Posts for tag: Citric Acid
Some people brush, floss, and even have great oral hygiene, but still have problems with dental decay! So, what gives? Many times the answer lies in acid build up. When acids are allowed to erode tooth enamel long enough to leach calcium and other minerals from the enamel and dentin, a process called demineralization occurs. This rapidly leads to tooth decay unless reversed by increased oral hygene and professional dental cleanings. Acids responsible for tooth decay come from the wastes of mutans streptococci and lactobacilli bacteria that thrive in dental plaque, a substance that is the leading cause of gum disease as well.
ACID: THE SOURCE
Dietary sugars comprise the bulk of tooth-decaying acids, including table sugar, cooked starches, fructose, glucose, and lactose. In fact, as soon as you bite down on a sugary cookie or into a French fry, bacteria start digesting sugars, breaking them down and eventually excreting them as demineralizing acids.
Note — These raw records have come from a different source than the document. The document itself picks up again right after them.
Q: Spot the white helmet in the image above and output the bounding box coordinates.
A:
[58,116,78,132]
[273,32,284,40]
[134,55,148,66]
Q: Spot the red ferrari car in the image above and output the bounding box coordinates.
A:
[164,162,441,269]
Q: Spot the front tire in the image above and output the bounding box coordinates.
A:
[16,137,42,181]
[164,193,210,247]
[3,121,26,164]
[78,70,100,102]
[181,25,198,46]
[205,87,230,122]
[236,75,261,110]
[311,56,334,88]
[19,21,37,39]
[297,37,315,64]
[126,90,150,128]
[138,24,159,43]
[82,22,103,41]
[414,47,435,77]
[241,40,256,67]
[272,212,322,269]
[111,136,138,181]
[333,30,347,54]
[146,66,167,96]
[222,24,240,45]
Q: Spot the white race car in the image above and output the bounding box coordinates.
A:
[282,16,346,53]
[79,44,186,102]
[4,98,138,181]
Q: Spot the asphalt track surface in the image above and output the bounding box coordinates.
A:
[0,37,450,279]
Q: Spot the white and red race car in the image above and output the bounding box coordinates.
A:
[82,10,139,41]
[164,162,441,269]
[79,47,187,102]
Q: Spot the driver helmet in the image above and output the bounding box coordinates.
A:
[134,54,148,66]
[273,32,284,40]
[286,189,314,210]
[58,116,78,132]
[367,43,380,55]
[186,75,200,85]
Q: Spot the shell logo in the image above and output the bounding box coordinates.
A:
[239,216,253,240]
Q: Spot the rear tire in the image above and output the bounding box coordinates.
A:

As this bacteria colony grows and becomes more organized, plaque develops and forms that tough, yellowish coating that you often see on the tops of teeth at the gumline.
PROBLEM: THE PLAQUE
Dental plaque is a sticky film that harbors bacteria and also keeps the bacterial acids pressed against the tooth enamel. Since hardened plaque cannot be removed by brushing alone, it is important that a person receive a professional cleaning at our office to keep your teeth throughly free of tartar.
TOOTH DECAY: THE SYMPTOMS
Early tooth decay and cavities remain asymptomatic until demineralization creates a hole deep enough to reach the tooth's inner tissues and nerve endings. Eventually, tooth decay will cause tooth sensitivity, a toothache, vague pain when biting down on the affected tooth, or if the decay creates an infection, even pus that seeps out around the gumline may be noted. If treatment is delayed long enough, a decaying tooth may loosen, crumble, and ultimately fall out, which leaves an empty or partially empty socket.
PREVENTION: THE ANSWER
Getting regular dental check-ups, brushing for two minutes twice a day, effective flossing, limiting sweets, and eating fruits or crunchy vegetables for snacks are the best ways to keep your teeth healthy, white, and where they should be: in your mouth for a lifetime!